TRIBUNNEWS.COM, JAKARTA – Hasil penyidikan Komite Nasional Keselamatan Transportasi (KNKT) pesawat Airbus A320 milik AirAsia bernomor QZ8501 yang mengalami kecelakaan di perairan Selat Karimata pada Minggu 28 Desember 2014 pagi, terbang hingga ketinggian 32 ribu kaki diatas permukaan air.
Pelaksana tugas (Plt) Kepala Sub Komite Investigasi Kecelakaan Transportasi Penerbangan KNKT Nurcahyo Utomo menjelaskan, kondisi tersebut berlangsung berkepanjangan, sehingga berada di luar batas penerbangan atau 'flight envelope' yang dapat dikendalikan oleh awak pesawat.

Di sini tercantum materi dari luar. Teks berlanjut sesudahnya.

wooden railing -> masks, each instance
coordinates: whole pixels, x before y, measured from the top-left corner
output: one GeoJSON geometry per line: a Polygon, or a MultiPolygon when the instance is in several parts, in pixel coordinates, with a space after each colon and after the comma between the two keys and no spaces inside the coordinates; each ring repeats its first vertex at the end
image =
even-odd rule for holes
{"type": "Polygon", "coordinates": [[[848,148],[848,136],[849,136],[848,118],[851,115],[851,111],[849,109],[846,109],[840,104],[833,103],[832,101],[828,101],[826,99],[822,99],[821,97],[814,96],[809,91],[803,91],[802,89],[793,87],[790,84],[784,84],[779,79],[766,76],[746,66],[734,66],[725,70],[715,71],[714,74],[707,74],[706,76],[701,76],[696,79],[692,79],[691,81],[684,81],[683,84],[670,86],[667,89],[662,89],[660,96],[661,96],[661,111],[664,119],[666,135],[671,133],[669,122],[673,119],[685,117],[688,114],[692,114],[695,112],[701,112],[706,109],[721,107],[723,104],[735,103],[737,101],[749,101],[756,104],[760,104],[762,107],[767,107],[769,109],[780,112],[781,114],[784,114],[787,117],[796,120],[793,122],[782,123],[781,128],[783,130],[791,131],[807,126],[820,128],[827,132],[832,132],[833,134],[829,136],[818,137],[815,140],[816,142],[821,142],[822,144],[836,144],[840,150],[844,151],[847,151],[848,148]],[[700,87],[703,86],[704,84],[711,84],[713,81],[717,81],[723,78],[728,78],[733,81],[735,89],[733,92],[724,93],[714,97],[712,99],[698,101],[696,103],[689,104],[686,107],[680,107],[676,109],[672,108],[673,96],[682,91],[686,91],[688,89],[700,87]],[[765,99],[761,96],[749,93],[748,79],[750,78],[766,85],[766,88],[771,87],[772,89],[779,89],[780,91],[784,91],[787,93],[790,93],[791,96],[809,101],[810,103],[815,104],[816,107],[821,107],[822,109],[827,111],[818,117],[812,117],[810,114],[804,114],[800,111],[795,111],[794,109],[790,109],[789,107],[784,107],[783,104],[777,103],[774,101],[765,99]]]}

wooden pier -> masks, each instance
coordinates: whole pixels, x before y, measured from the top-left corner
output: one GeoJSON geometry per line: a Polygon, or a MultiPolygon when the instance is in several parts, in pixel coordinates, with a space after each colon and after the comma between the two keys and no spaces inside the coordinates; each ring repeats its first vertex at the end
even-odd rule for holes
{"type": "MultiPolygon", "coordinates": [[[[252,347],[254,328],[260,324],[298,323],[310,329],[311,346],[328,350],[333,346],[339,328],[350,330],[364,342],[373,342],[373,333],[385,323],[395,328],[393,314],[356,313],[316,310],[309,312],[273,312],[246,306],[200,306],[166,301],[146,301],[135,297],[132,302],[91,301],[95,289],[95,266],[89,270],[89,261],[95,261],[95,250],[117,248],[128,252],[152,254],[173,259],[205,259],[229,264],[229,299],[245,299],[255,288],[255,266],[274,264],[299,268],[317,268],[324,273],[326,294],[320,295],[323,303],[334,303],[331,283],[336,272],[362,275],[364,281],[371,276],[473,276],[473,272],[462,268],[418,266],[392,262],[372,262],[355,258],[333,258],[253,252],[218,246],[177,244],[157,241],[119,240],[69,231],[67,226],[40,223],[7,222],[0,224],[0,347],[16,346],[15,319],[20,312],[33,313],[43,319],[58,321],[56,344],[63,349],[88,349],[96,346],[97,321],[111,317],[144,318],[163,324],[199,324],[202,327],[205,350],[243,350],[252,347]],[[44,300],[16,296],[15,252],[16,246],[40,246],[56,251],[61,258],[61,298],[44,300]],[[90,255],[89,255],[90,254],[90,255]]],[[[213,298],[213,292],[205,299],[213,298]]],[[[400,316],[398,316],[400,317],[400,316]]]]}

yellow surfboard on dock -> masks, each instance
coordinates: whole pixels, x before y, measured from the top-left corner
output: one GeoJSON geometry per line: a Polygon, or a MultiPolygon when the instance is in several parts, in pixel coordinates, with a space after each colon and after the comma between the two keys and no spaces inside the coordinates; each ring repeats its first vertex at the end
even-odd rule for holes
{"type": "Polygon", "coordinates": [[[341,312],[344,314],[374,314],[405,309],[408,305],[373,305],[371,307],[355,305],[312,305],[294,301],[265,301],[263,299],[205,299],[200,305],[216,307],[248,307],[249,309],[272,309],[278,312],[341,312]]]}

"Kondisi tersebut sudah berada di luar kendali pilot," kata Nurcahyo saat menggelar konferensi pers kepada wartawan di kantor KNKT, Jakarta Pusat, Selasa (1/12/2015).
Nurchayo menuturkan, akibat retakan solder pada 'electronic module' di Rudder Travel Limiter Unit (RTLU) menyebabkan hubungan yang berselang dan berakibat pada masalah yang berkelanjutan dan berulang, awak pesawat melakukan pengendalian secara manual.
Hal itu menyebabkan pesawat masuk dalam kondisi 'upset conditions', artinya di luar kondisi normal dengan sudut kemiringan lebih dari 25 derajat 'nose up' (ke atas) dan 10 derajat 'nose down' (ke bawah) dan kemiringan ke samping atau 'bank angle' lebih dari 45 derajat.
Dirinya menjelaskan, kemudian pesawat relatif bisa dikendalikan namun demikian ada input yang membuat pesawat naik ke atas, hidungnya naik, dengan sudut tertinggi 48 derajat saat itu, sudut datangnya angin dan datangnya pesawat membentuk sudut 40 derajat.
"Disini pesawat mengalami kondisi diluar batasan terbang dan kehilangan daya angkat atau stall. Hal itu diluar kemampuan pilot, setelah itu terjadi gulingan tertinggi 104 derajat, kecepatan terendah 57 knot dan ketinggian 38 ribu kaki. Ini kondisi di puncak mengalami roll, dan tercatat dalam black box," kata Nurcahyo.